Generate text from video

The Generate API suite generates texts based on your videos. Unlike conventional models limited to unimodal interpretations that, for example, summarize videos relying solely on transcriptions, the Generate API suite uses a multimodal approach that analyzes the whole context of a video, including visuals, sounds, spoken words, and texts and their relationship with one another. This method ensures a holistic understanding of your videos, capturing nuances that an unimodal interpretation might miss. Consequently, utilizing its video-to-text generative capabilities, our model translates this understanding into your desired textual representation.

The Generate API suite has diverse applications across various sectors:

  • E-learning platforms:
    • Content structuring: Automatically transform lengthy educational videos into well-structured chapters, making navigating and reviewing specific clips easier for students.
    • Course summaries: Generate concise summaries of lectures, helping students quickly recall key points without rewatching entire videos.
  • Content creators and marketers:
    • SEO optimization: Suggest SEO-friendly tags for your videos, improving discoverability on search engines like Google or Bing.
    • Social media amplification: Create engaging headlines and descriptions for your videos, increasing reach and engagement on platforms like YouTube, Instagram, and TikTok.
    • Content personalization: Efficiently generate personalized messages and call-to-actions tailored to varied user personas and geographic locations, expanding your video content's reach to a broader audience.
  • Media, sports, and broadcasting agencies:
    • Highlight creation: Automatically pinpoint and extract key moments or highlights from long broadcasts, ideal for news segments, sports events, or entertainment shows.
    • Archival and cataloging: Classify and tag vast video archives through segmentation, making locating and repurposing content easier.
  • Enterprise knowledge management:
    • Customer or employee meetings: Quickly summarize essential information such as key actions, the list of attendees, and other main points from an event and repurpose video content to other formats such as emails, reports, meeting minutes, etc.
    • Internal training videos: Organize internal training materials into chapters and summaries.

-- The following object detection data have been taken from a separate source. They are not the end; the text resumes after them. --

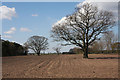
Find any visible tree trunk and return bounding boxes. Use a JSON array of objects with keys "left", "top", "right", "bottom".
[
  {"left": 37, "top": 51, "right": 40, "bottom": 56},
  {"left": 83, "top": 46, "right": 88, "bottom": 58}
]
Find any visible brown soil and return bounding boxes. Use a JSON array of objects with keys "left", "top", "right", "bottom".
[{"left": 2, "top": 54, "right": 118, "bottom": 78}]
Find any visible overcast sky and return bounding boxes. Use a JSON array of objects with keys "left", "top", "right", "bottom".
[{"left": 0, "top": 0, "right": 118, "bottom": 52}]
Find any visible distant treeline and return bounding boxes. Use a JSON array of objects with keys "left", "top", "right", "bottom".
[
  {"left": 2, "top": 40, "right": 27, "bottom": 56},
  {"left": 68, "top": 47, "right": 120, "bottom": 54}
]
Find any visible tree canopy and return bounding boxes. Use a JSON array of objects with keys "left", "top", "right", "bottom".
[{"left": 52, "top": 3, "right": 115, "bottom": 58}]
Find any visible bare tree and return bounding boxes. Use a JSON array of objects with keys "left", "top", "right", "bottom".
[
  {"left": 91, "top": 40, "right": 105, "bottom": 51},
  {"left": 25, "top": 36, "right": 48, "bottom": 55},
  {"left": 51, "top": 3, "right": 115, "bottom": 58}
]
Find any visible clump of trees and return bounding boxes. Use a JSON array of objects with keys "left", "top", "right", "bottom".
[
  {"left": 2, "top": 40, "right": 27, "bottom": 56},
  {"left": 24, "top": 36, "right": 48, "bottom": 55},
  {"left": 52, "top": 3, "right": 115, "bottom": 58}
]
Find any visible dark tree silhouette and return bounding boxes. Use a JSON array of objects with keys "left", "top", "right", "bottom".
[
  {"left": 52, "top": 3, "right": 115, "bottom": 58},
  {"left": 24, "top": 36, "right": 48, "bottom": 55}
]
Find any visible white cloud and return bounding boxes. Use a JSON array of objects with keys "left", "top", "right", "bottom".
[
  {"left": 2, "top": 35, "right": 12, "bottom": 38},
  {"left": 32, "top": 14, "right": 38, "bottom": 16},
  {"left": 4, "top": 27, "right": 16, "bottom": 34},
  {"left": 0, "top": 6, "right": 16, "bottom": 20},
  {"left": 53, "top": 17, "right": 67, "bottom": 27},
  {"left": 20, "top": 28, "right": 31, "bottom": 32}
]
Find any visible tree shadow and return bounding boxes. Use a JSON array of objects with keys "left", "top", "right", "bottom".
[{"left": 88, "top": 57, "right": 120, "bottom": 59}]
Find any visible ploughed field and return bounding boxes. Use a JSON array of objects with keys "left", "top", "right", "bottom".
[{"left": 2, "top": 54, "right": 118, "bottom": 78}]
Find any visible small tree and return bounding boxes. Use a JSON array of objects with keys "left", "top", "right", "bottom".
[
  {"left": 52, "top": 3, "right": 115, "bottom": 58},
  {"left": 25, "top": 36, "right": 48, "bottom": 55}
]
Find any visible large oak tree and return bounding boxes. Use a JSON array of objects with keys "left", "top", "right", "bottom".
[
  {"left": 52, "top": 3, "right": 115, "bottom": 58},
  {"left": 25, "top": 36, "right": 48, "bottom": 55}
]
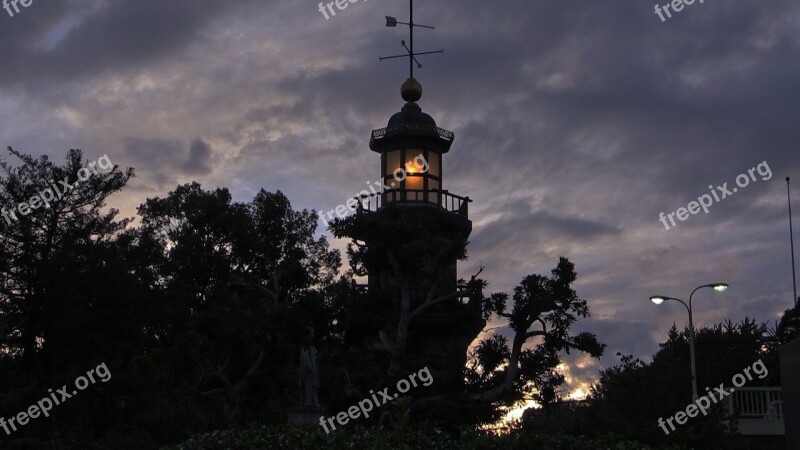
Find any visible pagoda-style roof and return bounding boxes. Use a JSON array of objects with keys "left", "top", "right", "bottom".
[{"left": 369, "top": 102, "right": 455, "bottom": 153}]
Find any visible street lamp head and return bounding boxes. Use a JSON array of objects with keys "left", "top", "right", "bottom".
[{"left": 711, "top": 283, "right": 728, "bottom": 292}]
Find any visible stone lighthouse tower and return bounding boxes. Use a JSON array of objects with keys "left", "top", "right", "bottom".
[
  {"left": 340, "top": 1, "right": 486, "bottom": 389},
  {"left": 352, "top": 78, "right": 486, "bottom": 387}
]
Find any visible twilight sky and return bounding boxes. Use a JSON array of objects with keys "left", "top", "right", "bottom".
[{"left": 0, "top": 0, "right": 800, "bottom": 394}]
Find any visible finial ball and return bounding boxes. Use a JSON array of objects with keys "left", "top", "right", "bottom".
[{"left": 400, "top": 78, "right": 422, "bottom": 102}]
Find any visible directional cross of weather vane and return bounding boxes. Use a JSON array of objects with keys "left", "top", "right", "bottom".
[{"left": 379, "top": 0, "right": 444, "bottom": 79}]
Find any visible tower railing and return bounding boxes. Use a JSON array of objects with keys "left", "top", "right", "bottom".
[
  {"left": 356, "top": 189, "right": 472, "bottom": 217},
  {"left": 372, "top": 124, "right": 455, "bottom": 142}
]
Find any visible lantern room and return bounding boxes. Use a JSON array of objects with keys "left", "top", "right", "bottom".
[{"left": 369, "top": 78, "right": 470, "bottom": 216}]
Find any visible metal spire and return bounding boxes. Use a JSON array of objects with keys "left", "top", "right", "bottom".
[{"left": 379, "top": 0, "right": 444, "bottom": 79}]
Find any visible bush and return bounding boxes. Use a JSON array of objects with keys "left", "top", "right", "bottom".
[{"left": 169, "top": 426, "right": 684, "bottom": 450}]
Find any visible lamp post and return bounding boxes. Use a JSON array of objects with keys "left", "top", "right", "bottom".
[{"left": 650, "top": 283, "right": 728, "bottom": 401}]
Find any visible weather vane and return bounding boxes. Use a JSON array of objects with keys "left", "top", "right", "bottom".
[{"left": 379, "top": 0, "right": 444, "bottom": 79}]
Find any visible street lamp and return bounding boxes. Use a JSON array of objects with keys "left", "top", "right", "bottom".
[{"left": 650, "top": 283, "right": 728, "bottom": 401}]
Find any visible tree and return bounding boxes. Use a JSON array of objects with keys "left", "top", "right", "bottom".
[
  {"left": 134, "top": 183, "right": 340, "bottom": 426},
  {"left": 467, "top": 257, "right": 605, "bottom": 414}
]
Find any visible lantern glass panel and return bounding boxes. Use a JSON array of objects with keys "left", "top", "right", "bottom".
[{"left": 383, "top": 150, "right": 402, "bottom": 178}]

Additionally, integrating with the Search API enables employees to discover content effortlessly.
  • Retail and manufacturing:
    • On-site, in-store management: Enable store managers to generate reports and extract insights about key activities directly from video footage, eliminating the need to review CCTV recordings manually.
  • Security and law enforcement:
    • Incident and police reports: Identify and summarize key events and their start and end times from Body-Worn Camera (BWC) footage to pinpoint unusual scenes and expedite report generation.

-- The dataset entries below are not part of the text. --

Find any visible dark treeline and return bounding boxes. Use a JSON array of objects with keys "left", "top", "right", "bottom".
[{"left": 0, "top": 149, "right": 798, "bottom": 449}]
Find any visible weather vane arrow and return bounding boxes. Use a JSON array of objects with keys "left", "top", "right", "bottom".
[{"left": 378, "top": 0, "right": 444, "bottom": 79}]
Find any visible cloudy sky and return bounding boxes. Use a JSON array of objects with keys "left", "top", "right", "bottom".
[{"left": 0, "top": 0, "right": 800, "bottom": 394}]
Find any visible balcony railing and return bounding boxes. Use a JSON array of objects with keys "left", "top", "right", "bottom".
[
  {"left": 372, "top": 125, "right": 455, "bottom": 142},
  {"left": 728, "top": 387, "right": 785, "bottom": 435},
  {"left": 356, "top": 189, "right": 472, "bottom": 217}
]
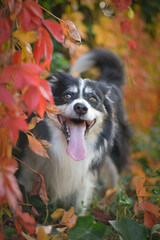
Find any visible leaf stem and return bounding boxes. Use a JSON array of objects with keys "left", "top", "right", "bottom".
[{"left": 40, "top": 5, "right": 61, "bottom": 21}]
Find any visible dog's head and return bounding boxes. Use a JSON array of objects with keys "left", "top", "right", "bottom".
[{"left": 48, "top": 73, "right": 113, "bottom": 161}]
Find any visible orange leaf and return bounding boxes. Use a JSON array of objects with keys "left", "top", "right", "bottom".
[
  {"left": 61, "top": 207, "right": 77, "bottom": 228},
  {"left": 51, "top": 208, "right": 64, "bottom": 220},
  {"left": 0, "top": 157, "right": 22, "bottom": 209},
  {"left": 42, "top": 19, "right": 64, "bottom": 43},
  {"left": 27, "top": 133, "right": 49, "bottom": 158},
  {"left": 60, "top": 19, "right": 81, "bottom": 44},
  {"left": 134, "top": 176, "right": 148, "bottom": 204},
  {"left": 36, "top": 227, "right": 49, "bottom": 240},
  {"left": 14, "top": 206, "right": 36, "bottom": 234},
  {"left": 38, "top": 139, "right": 52, "bottom": 148}
]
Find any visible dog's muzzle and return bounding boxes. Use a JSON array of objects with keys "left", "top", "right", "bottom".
[{"left": 57, "top": 114, "right": 96, "bottom": 161}]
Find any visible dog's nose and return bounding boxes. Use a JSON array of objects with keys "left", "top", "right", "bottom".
[{"left": 74, "top": 103, "right": 88, "bottom": 115}]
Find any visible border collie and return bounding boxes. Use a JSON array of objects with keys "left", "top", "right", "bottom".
[{"left": 15, "top": 49, "right": 130, "bottom": 213}]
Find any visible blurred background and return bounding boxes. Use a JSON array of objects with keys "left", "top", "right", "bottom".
[{"left": 39, "top": 0, "right": 160, "bottom": 175}]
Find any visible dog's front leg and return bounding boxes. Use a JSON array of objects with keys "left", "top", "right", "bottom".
[{"left": 75, "top": 172, "right": 96, "bottom": 215}]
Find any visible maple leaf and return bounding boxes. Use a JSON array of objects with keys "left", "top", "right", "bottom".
[
  {"left": 112, "top": 0, "right": 132, "bottom": 12},
  {"left": 0, "top": 157, "right": 22, "bottom": 209},
  {"left": 119, "top": 18, "right": 131, "bottom": 33},
  {"left": 33, "top": 26, "right": 53, "bottom": 69},
  {"left": 0, "top": 86, "right": 13, "bottom": 107},
  {"left": 42, "top": 19, "right": 64, "bottom": 43},
  {"left": 12, "top": 51, "right": 22, "bottom": 64},
  {"left": 30, "top": 173, "right": 49, "bottom": 206},
  {"left": 60, "top": 19, "right": 81, "bottom": 44},
  {"left": 14, "top": 206, "right": 36, "bottom": 235},
  {"left": 0, "top": 11, "right": 12, "bottom": 47},
  {"left": 61, "top": 207, "right": 77, "bottom": 229},
  {"left": 128, "top": 40, "right": 137, "bottom": 49},
  {"left": 27, "top": 133, "right": 49, "bottom": 158},
  {"left": 17, "top": 0, "right": 43, "bottom": 31},
  {"left": 0, "top": 113, "right": 28, "bottom": 144},
  {"left": 13, "top": 30, "right": 37, "bottom": 44},
  {"left": 22, "top": 79, "right": 53, "bottom": 118},
  {"left": 0, "top": 63, "right": 43, "bottom": 90}
]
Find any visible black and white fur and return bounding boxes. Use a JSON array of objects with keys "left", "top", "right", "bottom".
[{"left": 15, "top": 49, "right": 130, "bottom": 212}]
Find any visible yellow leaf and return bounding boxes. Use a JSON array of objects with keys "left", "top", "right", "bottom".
[
  {"left": 37, "top": 227, "right": 49, "bottom": 240},
  {"left": 13, "top": 30, "right": 38, "bottom": 44},
  {"left": 51, "top": 208, "right": 64, "bottom": 220}
]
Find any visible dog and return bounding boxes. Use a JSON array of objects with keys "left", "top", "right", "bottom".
[{"left": 15, "top": 49, "right": 130, "bottom": 214}]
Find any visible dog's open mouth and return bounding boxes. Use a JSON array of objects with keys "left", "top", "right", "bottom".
[{"left": 58, "top": 114, "right": 96, "bottom": 161}]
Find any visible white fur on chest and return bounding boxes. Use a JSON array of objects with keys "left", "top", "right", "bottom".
[{"left": 46, "top": 121, "right": 97, "bottom": 201}]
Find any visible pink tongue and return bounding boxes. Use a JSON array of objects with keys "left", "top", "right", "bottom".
[{"left": 67, "top": 122, "right": 86, "bottom": 161}]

The Generate API suite offers three distinct endpoints tailored to meet various requirements. Each endpoint has been designed with specific levels of flexibility and customization to accommodate different needs.

The /gist endpoint

  • Function: Generates topics, titles, and hashtags.
  • Customization: Uses predefined formats.
  • Prompt : No.
  • Best use: To generate an immediate and straightforward text representation without specific customization.

The /summarize endpoint

  • Function: Generates summaries, chapters, and highlights.
  • Customization: Operates primarily on predefined formats, similar to /gist. However, you can provide a custom prompt that guides the model on how to generate the output.
  • Prompt: Optional. While you can invoke this endpoint without a prompt, providing one allows for tailored outputs.
  • Best use: To balance the efficiency of predefined formats and bespoke customization abilities.

The /generate endpoint

  • Function: Generates open-ended texts from videos.
  • Customization: Relies solely on user-defined prompts, ensuring maximum flexibility.
  • Prompt: Required. You must provide clear instructions to guide the model.
  • Best use: Ideal for advanced users with specific output requirements beyond the predefined formats.

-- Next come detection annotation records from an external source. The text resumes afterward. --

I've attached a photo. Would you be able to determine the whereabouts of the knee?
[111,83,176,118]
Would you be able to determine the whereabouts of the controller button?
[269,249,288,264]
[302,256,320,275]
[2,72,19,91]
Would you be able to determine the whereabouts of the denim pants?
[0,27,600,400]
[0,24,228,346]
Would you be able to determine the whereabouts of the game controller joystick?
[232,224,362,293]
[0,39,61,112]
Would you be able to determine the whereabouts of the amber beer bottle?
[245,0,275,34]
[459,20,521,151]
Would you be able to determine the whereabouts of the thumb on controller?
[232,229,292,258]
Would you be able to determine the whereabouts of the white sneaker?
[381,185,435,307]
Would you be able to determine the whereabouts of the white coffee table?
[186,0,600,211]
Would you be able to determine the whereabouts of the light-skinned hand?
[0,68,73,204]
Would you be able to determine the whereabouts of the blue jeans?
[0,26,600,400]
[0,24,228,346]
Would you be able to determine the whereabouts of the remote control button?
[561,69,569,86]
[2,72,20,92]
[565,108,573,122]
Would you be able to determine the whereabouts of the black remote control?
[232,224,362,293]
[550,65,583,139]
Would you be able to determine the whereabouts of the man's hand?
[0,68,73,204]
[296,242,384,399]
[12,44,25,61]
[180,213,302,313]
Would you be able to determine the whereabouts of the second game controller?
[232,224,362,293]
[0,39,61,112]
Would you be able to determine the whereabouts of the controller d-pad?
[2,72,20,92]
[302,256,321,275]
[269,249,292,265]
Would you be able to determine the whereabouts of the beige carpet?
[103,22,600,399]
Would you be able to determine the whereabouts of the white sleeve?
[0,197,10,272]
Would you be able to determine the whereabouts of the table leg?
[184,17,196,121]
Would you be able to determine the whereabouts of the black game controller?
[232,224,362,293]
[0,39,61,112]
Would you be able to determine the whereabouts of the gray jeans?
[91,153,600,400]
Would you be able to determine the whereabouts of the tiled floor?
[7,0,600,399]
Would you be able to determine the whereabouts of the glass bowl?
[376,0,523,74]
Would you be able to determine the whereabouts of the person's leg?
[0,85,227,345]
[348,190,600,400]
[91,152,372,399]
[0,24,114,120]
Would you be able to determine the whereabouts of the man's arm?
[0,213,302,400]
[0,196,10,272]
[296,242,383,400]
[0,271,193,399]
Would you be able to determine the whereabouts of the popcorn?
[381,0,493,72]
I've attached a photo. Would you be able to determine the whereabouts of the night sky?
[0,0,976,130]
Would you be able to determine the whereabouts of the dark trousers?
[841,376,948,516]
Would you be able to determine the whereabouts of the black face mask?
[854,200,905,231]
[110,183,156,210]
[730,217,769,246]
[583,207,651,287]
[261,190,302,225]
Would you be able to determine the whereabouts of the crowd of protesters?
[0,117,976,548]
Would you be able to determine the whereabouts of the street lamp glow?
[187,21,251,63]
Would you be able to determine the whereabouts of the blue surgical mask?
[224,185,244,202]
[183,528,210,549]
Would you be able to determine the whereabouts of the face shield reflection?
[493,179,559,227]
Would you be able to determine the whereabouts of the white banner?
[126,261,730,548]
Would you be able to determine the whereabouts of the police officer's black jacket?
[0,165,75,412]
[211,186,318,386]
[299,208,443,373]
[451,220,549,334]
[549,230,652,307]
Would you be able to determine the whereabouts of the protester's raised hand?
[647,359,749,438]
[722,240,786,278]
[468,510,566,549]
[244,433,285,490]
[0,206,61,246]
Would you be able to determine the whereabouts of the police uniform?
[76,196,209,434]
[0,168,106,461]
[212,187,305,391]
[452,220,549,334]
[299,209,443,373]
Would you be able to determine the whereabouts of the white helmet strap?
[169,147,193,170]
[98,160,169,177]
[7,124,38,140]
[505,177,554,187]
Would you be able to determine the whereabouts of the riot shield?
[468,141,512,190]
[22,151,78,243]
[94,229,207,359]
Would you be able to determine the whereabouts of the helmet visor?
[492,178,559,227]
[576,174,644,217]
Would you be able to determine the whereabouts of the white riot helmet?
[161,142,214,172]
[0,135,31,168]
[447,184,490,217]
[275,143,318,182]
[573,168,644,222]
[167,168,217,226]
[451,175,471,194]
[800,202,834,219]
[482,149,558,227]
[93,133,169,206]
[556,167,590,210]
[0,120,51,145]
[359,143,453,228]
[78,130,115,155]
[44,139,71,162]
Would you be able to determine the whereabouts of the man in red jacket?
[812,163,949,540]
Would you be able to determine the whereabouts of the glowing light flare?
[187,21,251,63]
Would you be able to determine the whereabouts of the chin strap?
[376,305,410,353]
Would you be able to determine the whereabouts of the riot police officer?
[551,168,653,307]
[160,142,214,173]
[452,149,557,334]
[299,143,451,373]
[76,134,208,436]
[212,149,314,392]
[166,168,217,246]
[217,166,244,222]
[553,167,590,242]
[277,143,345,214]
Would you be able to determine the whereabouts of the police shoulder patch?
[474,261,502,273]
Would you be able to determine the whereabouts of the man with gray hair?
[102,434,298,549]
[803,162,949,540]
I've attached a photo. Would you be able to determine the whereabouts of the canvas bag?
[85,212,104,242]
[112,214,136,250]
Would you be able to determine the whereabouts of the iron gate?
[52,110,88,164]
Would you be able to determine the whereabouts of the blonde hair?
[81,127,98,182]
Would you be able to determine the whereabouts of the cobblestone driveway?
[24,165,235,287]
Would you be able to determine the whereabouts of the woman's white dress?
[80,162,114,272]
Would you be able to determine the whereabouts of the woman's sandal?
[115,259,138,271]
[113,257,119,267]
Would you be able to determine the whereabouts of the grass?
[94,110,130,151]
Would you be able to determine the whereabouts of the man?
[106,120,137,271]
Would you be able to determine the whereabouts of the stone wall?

  • Your prompts can be instructive or descriptive, or you can also phrase them as questions.
  • The platform generates text according to the engine options enabled for your index, which determine the types of information the video understanding engine processes.
    • If both the visual and conversation engine options are enabled, the platform generates text based on both visual and conversational information.
    • If only the visual option is enabled, the platform generates text based only on visual information.
  • The maximum length of a prompt is 1500 characters.